Charlie consulted with the artsy, techy, creative minds he’d met along the way—first at Bucketworks (where there was a deck with beehives and “everyone thought the bees were cool and were freaking out because they could get so close to them”) and later at Flux Design. They isolated problem areas in beehive design and set out to solve them. “We looked at ventilation problems; at how to feed the bees; and how to see how the bees were doing without impacting their environment so much,” They came up with solutions, like “Bee TV,” windows on either side of the beehive that allow you to see inside the hive, live.

Eventually a unique, vented top bar hive system was invented—the Beepod.  The new product was rolled out at the 2009 Milwaukee Home & Garden show. “Since I’m an Apple guy, I knew the ‘iPod’ was famous, so that’s where with the name Beepod came from.” Charlie has hooked up with a business partner, Brad James, who’s the Beepods marketing guru, and the company has added sales and customer service people to the staff.

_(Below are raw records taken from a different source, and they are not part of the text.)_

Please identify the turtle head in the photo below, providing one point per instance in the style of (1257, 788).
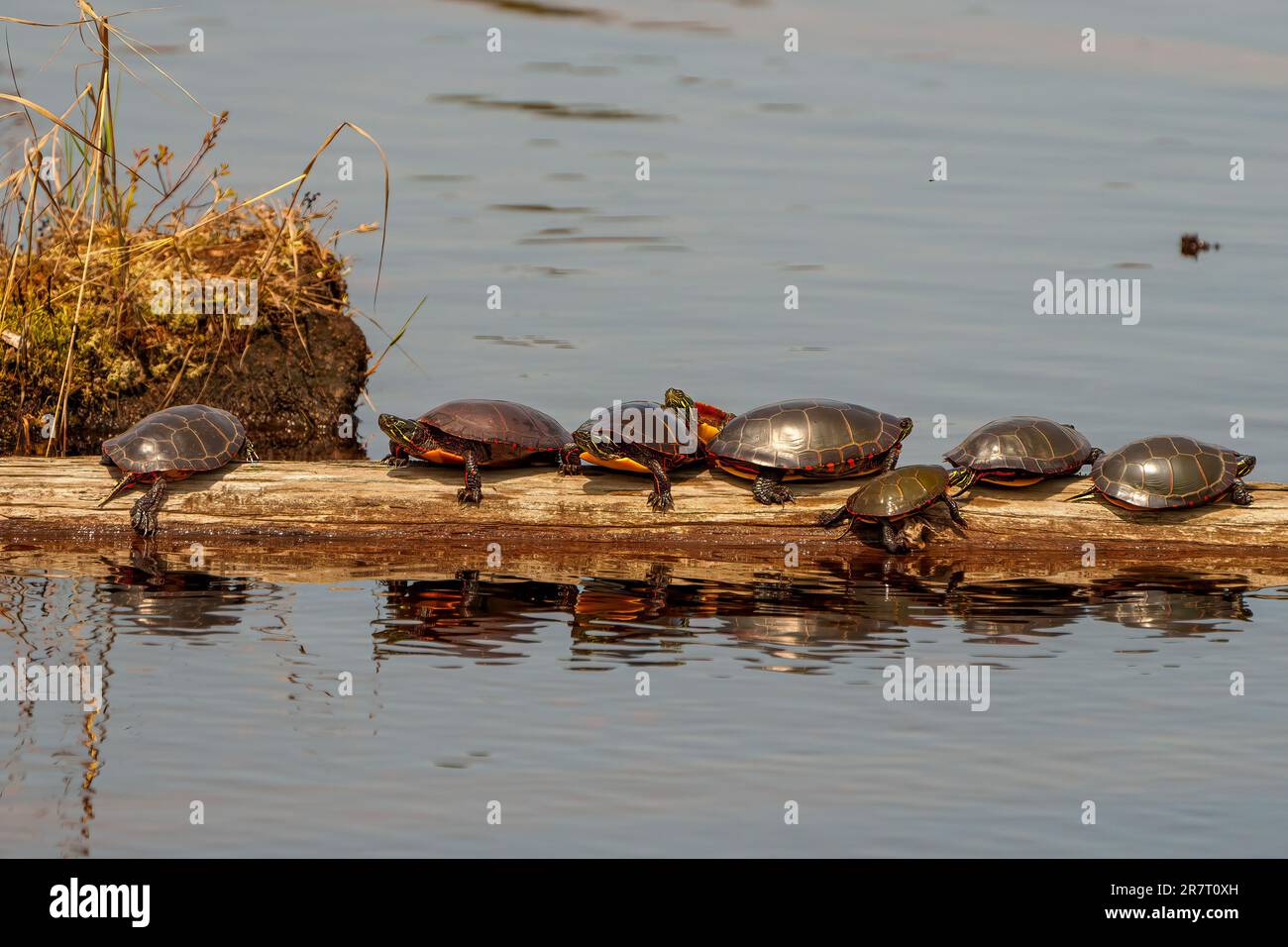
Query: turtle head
(596, 445)
(408, 434)
(678, 399)
(961, 478)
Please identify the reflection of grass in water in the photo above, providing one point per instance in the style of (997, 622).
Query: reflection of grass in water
(85, 236)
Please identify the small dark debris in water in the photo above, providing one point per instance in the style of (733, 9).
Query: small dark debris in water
(1193, 247)
(540, 9)
(554, 270)
(540, 209)
(527, 341)
(550, 110)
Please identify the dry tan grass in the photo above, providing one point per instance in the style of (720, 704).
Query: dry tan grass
(81, 256)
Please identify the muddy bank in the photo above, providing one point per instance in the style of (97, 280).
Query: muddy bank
(290, 394)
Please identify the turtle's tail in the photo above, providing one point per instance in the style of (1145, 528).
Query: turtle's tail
(121, 486)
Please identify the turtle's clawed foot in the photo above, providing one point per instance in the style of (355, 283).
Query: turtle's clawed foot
(661, 501)
(893, 540)
(570, 462)
(774, 495)
(768, 489)
(143, 514)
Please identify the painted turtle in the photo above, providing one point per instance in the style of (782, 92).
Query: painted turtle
(623, 412)
(1020, 451)
(806, 438)
(478, 433)
(897, 495)
(170, 445)
(1170, 472)
(649, 438)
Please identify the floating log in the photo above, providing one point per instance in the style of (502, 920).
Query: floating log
(416, 505)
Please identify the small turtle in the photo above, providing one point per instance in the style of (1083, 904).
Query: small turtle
(1170, 472)
(651, 438)
(478, 433)
(1021, 451)
(168, 446)
(897, 495)
(806, 438)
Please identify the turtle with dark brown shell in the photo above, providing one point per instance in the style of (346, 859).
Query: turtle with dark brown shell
(1170, 472)
(1020, 451)
(480, 433)
(170, 445)
(898, 495)
(647, 437)
(806, 438)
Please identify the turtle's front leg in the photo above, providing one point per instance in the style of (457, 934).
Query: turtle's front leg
(660, 500)
(570, 460)
(768, 488)
(892, 458)
(143, 514)
(473, 491)
(893, 540)
(954, 512)
(397, 457)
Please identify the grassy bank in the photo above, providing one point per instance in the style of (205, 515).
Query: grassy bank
(134, 279)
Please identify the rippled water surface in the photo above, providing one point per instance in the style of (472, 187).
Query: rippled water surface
(768, 169)
(516, 169)
(765, 686)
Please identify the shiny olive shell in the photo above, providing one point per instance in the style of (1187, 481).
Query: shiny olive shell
(898, 492)
(1166, 472)
(807, 434)
(1034, 445)
(188, 437)
(498, 421)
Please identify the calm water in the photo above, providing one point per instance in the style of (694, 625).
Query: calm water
(475, 688)
(516, 169)
(769, 169)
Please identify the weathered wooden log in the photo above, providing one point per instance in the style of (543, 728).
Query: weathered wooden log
(364, 500)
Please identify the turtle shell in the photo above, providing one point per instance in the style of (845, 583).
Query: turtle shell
(898, 492)
(498, 421)
(188, 437)
(1166, 472)
(1034, 445)
(807, 434)
(657, 428)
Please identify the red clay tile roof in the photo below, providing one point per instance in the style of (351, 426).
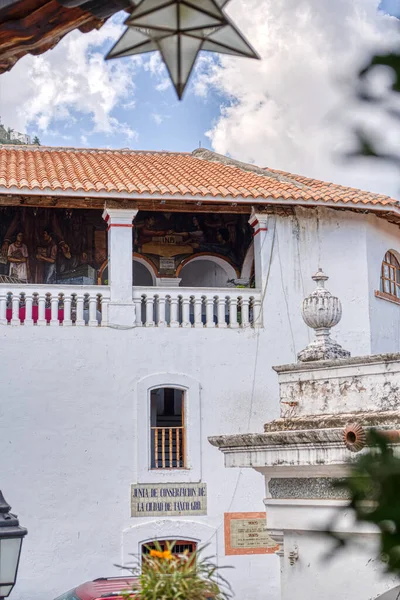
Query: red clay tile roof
(199, 174)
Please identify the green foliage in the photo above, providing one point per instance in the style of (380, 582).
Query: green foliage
(374, 491)
(165, 576)
(384, 103)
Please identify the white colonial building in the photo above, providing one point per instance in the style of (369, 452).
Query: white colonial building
(329, 402)
(159, 291)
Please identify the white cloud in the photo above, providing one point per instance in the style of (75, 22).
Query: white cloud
(291, 110)
(72, 78)
(157, 118)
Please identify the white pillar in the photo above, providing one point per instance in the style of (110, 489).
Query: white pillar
(263, 226)
(121, 309)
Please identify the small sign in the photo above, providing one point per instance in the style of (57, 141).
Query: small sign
(167, 264)
(246, 533)
(168, 500)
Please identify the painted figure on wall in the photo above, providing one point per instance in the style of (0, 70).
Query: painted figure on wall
(184, 234)
(46, 255)
(18, 258)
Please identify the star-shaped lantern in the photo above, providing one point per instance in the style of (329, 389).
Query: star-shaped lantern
(179, 29)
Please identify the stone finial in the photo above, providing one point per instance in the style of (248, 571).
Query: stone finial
(322, 311)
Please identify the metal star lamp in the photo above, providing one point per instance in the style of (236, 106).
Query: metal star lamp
(179, 30)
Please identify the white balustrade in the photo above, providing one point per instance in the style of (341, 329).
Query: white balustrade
(188, 307)
(30, 304)
(174, 307)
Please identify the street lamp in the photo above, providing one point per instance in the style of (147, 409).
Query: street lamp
(11, 535)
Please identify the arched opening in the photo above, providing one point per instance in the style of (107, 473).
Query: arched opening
(390, 274)
(141, 274)
(206, 271)
(180, 546)
(167, 422)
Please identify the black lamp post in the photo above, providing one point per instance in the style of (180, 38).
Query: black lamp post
(11, 536)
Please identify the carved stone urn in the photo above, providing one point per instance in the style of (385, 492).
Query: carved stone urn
(322, 311)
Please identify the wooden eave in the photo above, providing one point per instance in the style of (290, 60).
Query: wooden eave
(285, 208)
(35, 26)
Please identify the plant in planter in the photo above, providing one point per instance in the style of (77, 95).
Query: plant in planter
(164, 575)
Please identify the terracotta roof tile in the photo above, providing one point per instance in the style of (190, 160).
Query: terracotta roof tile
(201, 173)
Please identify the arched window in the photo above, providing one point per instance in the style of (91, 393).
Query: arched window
(390, 275)
(167, 422)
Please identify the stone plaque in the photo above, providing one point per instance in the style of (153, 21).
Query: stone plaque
(245, 533)
(168, 499)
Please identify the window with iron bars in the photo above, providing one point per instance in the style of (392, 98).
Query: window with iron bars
(180, 546)
(167, 429)
(390, 275)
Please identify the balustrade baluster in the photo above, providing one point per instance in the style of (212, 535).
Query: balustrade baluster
(93, 310)
(138, 311)
(233, 323)
(257, 312)
(80, 321)
(104, 311)
(161, 311)
(198, 312)
(178, 449)
(15, 320)
(42, 310)
(3, 308)
(54, 310)
(171, 454)
(210, 312)
(67, 300)
(244, 305)
(149, 311)
(163, 447)
(174, 312)
(28, 321)
(221, 313)
(186, 312)
(155, 447)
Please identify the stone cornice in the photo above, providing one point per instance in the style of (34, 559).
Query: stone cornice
(341, 362)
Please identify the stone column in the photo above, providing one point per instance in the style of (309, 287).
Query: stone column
(262, 245)
(121, 310)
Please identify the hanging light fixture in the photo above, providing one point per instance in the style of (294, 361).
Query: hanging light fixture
(11, 536)
(179, 29)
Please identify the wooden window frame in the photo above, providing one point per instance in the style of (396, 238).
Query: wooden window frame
(167, 453)
(163, 543)
(390, 277)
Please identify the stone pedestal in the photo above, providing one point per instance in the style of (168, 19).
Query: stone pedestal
(121, 309)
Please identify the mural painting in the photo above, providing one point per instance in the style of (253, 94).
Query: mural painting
(44, 245)
(69, 246)
(168, 238)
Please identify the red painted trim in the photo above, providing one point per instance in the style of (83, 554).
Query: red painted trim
(260, 229)
(119, 225)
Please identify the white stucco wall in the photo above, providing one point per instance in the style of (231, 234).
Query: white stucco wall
(319, 570)
(69, 414)
(384, 315)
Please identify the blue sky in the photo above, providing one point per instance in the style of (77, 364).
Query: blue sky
(293, 110)
(160, 120)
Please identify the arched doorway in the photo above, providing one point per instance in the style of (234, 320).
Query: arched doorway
(206, 270)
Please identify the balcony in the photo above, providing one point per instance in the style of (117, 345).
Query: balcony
(87, 306)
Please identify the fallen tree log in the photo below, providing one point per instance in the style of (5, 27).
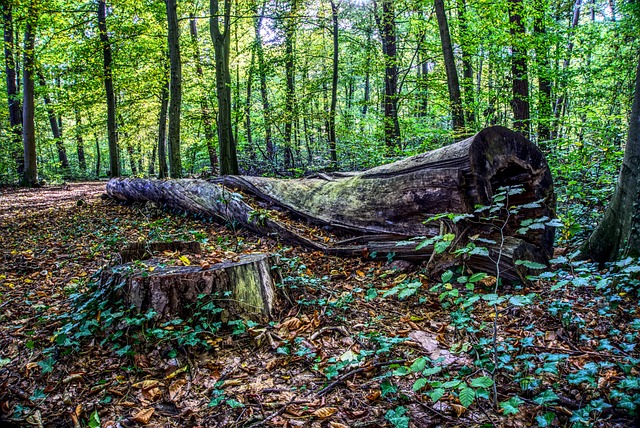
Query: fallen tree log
(378, 210)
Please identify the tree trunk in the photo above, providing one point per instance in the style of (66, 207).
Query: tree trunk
(263, 87)
(379, 210)
(387, 25)
(238, 289)
(207, 121)
(545, 112)
(112, 130)
(457, 112)
(561, 103)
(467, 67)
(290, 100)
(221, 41)
(334, 90)
(55, 126)
(162, 131)
(15, 113)
(82, 162)
(520, 80)
(30, 177)
(175, 100)
(619, 232)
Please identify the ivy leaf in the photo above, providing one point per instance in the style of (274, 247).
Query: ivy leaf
(510, 407)
(436, 394)
(545, 397)
(482, 382)
(466, 396)
(419, 384)
(529, 264)
(397, 418)
(418, 365)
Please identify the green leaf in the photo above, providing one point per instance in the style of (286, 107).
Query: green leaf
(546, 420)
(510, 407)
(436, 394)
(466, 396)
(482, 382)
(397, 418)
(418, 365)
(545, 397)
(432, 370)
(94, 420)
(419, 384)
(530, 265)
(387, 388)
(477, 277)
(234, 403)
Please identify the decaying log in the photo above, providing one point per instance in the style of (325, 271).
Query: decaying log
(242, 288)
(146, 250)
(378, 210)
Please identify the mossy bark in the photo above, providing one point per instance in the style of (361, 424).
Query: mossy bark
(241, 289)
(376, 210)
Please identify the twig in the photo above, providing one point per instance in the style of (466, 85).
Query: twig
(278, 412)
(333, 384)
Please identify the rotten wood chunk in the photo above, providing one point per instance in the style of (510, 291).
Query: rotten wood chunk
(237, 289)
(146, 250)
(380, 210)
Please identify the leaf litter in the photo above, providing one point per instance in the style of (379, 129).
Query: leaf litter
(361, 344)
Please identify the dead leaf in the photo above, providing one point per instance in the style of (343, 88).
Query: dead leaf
(176, 389)
(146, 384)
(144, 416)
(374, 395)
(325, 412)
(458, 409)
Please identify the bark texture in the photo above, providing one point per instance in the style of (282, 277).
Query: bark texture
(242, 288)
(378, 210)
(619, 231)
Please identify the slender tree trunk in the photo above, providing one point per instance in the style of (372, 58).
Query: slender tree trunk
(520, 80)
(207, 121)
(467, 66)
(30, 177)
(175, 100)
(387, 24)
(112, 130)
(221, 41)
(163, 171)
(545, 112)
(82, 162)
(334, 89)
(98, 157)
(619, 232)
(290, 101)
(15, 113)
(247, 106)
(264, 95)
(367, 74)
(561, 102)
(457, 112)
(55, 125)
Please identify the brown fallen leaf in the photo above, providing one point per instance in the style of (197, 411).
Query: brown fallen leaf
(374, 395)
(176, 389)
(325, 412)
(143, 416)
(146, 384)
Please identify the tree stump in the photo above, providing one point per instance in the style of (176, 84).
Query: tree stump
(146, 250)
(240, 289)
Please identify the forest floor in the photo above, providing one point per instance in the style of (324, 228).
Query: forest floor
(361, 344)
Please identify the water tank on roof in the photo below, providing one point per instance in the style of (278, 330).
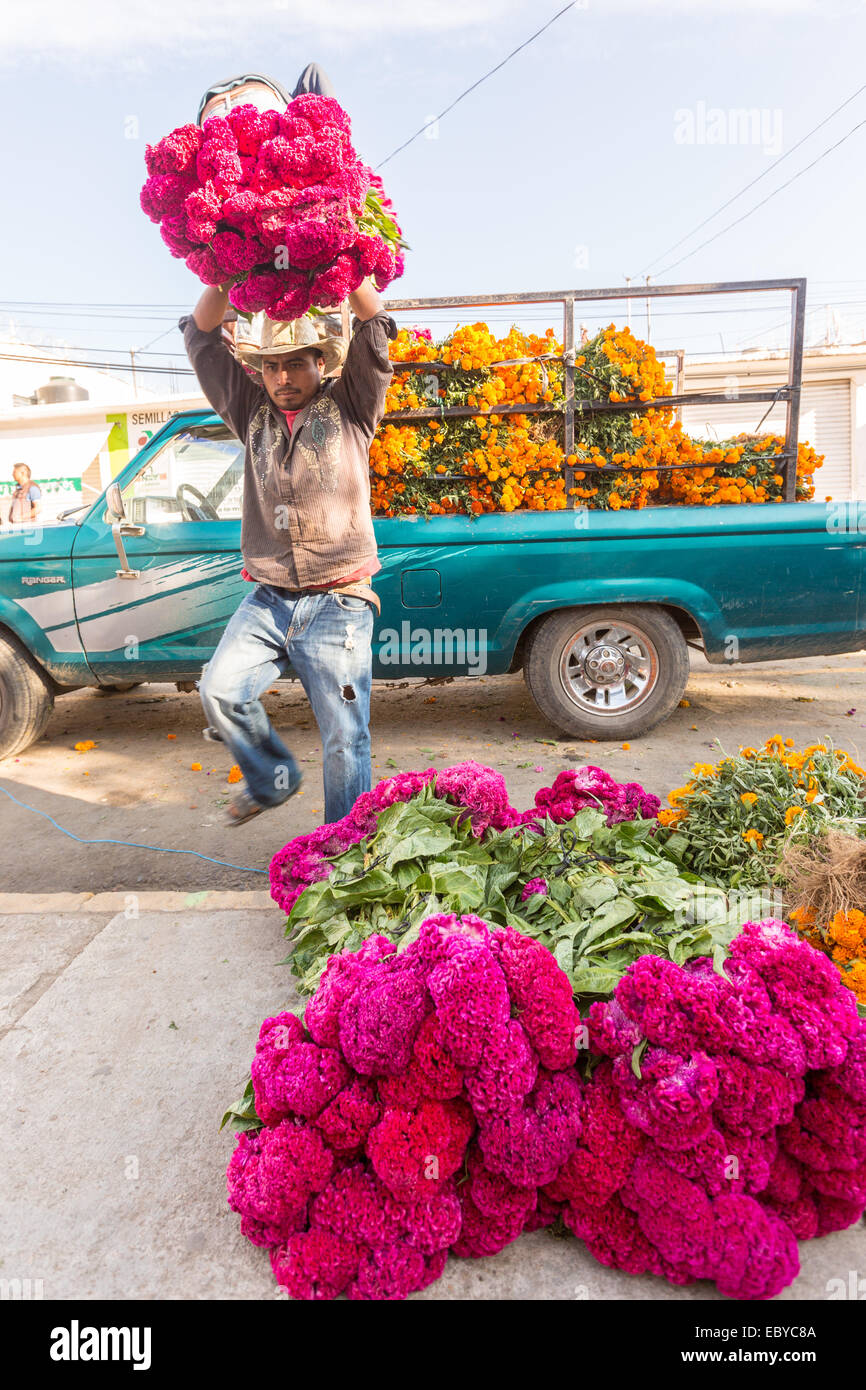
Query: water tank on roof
(59, 391)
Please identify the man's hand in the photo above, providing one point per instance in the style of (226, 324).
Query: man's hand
(366, 300)
(210, 310)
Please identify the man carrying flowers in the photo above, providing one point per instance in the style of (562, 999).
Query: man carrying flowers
(306, 537)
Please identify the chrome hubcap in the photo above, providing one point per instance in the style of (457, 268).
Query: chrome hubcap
(609, 667)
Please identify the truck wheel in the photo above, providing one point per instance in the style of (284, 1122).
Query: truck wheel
(27, 698)
(610, 672)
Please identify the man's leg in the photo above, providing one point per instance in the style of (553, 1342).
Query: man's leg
(331, 652)
(249, 658)
(314, 79)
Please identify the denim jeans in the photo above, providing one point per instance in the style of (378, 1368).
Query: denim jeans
(325, 638)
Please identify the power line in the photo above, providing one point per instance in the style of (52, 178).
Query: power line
(100, 366)
(756, 180)
(526, 43)
(780, 189)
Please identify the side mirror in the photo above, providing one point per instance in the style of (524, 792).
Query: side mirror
(114, 501)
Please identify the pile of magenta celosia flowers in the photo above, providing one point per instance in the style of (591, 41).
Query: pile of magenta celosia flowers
(480, 794)
(280, 202)
(445, 1098)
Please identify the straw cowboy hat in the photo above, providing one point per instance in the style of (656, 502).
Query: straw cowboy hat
(287, 339)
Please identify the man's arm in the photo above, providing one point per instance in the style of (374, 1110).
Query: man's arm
(363, 382)
(210, 310)
(366, 300)
(227, 387)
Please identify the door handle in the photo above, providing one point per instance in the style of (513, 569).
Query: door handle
(118, 530)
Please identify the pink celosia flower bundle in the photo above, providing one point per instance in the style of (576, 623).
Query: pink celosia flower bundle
(481, 795)
(747, 1127)
(278, 202)
(417, 1109)
(430, 1102)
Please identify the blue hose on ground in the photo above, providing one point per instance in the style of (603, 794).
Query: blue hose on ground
(128, 844)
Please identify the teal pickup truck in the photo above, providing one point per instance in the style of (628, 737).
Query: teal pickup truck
(598, 608)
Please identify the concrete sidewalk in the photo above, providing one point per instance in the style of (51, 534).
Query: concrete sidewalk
(127, 1026)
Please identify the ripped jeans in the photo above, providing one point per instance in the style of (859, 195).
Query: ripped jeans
(325, 638)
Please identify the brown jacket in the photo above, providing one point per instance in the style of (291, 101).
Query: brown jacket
(306, 492)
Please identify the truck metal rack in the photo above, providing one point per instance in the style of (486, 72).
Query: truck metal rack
(572, 406)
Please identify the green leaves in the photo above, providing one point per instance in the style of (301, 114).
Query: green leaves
(242, 1114)
(613, 893)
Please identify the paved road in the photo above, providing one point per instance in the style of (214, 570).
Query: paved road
(138, 783)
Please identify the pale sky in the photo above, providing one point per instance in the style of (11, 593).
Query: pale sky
(583, 160)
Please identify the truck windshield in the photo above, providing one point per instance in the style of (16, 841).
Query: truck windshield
(196, 476)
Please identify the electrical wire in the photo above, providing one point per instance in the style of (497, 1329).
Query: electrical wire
(526, 43)
(780, 189)
(756, 180)
(127, 844)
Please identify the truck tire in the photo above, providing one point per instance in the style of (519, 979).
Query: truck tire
(27, 698)
(609, 672)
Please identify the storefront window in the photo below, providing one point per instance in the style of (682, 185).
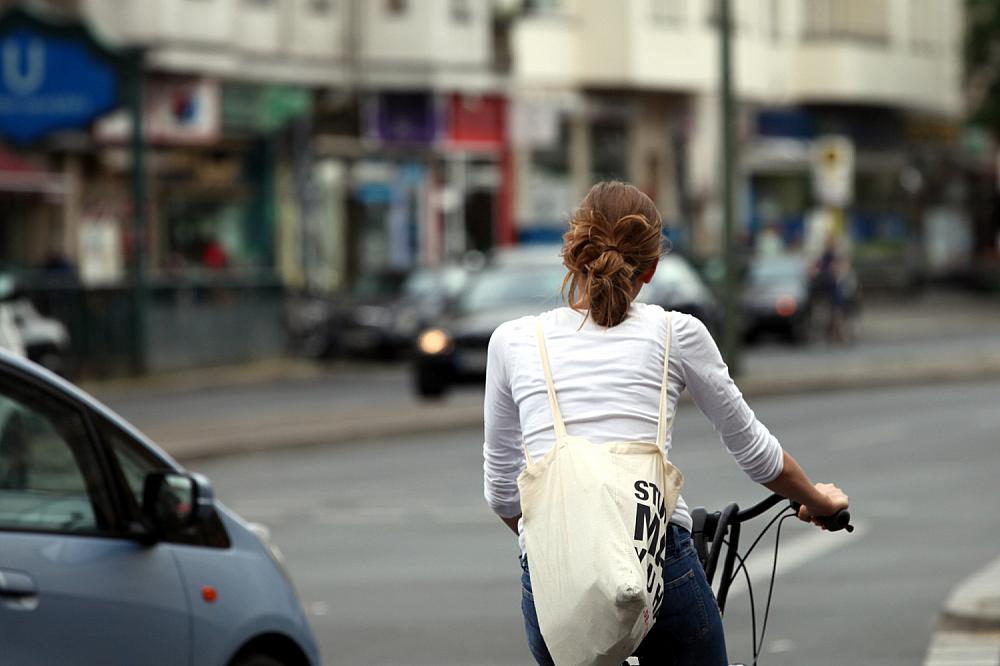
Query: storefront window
(609, 149)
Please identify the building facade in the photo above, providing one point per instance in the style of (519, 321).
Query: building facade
(634, 88)
(290, 144)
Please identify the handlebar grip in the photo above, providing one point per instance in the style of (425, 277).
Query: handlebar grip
(838, 521)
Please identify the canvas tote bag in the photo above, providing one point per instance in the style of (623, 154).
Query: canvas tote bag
(595, 519)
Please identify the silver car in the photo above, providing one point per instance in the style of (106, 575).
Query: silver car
(112, 553)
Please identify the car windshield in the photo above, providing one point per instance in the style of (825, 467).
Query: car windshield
(423, 283)
(377, 286)
(507, 287)
(776, 270)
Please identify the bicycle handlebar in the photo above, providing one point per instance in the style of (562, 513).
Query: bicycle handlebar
(711, 530)
(838, 521)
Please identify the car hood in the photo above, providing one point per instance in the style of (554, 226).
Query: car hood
(769, 292)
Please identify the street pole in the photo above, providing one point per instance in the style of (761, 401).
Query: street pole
(139, 294)
(730, 325)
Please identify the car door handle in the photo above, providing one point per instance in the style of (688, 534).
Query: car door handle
(16, 585)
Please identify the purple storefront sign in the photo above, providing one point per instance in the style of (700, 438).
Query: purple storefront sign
(406, 118)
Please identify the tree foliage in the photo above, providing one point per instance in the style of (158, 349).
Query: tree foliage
(982, 62)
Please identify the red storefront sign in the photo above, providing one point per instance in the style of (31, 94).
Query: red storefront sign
(477, 121)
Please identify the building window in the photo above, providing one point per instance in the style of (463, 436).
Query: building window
(668, 11)
(735, 15)
(396, 7)
(542, 6)
(866, 20)
(926, 25)
(775, 20)
(322, 7)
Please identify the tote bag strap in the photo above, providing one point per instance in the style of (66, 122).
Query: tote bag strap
(663, 425)
(557, 421)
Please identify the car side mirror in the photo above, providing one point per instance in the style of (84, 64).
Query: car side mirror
(174, 501)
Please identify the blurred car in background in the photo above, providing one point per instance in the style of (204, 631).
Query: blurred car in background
(112, 553)
(780, 296)
(42, 339)
(317, 325)
(525, 281)
(776, 297)
(10, 337)
(454, 349)
(676, 285)
(387, 325)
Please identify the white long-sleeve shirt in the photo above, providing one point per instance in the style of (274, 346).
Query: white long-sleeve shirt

Beepods.com has grown into a thriving training and manufacturing company that produces a vented top bar hive system that is unique in the beekeeping world. Charlie is gearing up for the start of the season, doing tons of public speaking, teaching people to think different about bees and just spreading the buzz in general. He’s currently celebrating the passage of a new beekeeping ordinance in Shorewood that he helped write and shepherd through the political process. He’ll lead new-bee beekeepers in training sessions at Shorewood Library sometime near the end of March.

Classes will also be offered through the MPS continuing education program this spring.

Stay tuned to Beepods.com for more details as they become available. 

Science and nature and art and tech design interact in this business/passion of Charlie’s, and his enthusiasm is contagious. “Just by being a bee, the bee is performing its essential role of making nature abundant,” he offers.  “Wouldn’t you know, after becoming disillusioned with computers, I found something to help that could benefit society through the bees.”

The bees are coming. They’re getting trucked back from the almond fields in California, following the pollinating season across the country with the arrival of spring. Charlie Koenen will be hard to miss in the coming months as he criss-crosses the land, spreading the buzz about resiliency and sustainability through the ancient practice of beekeeping.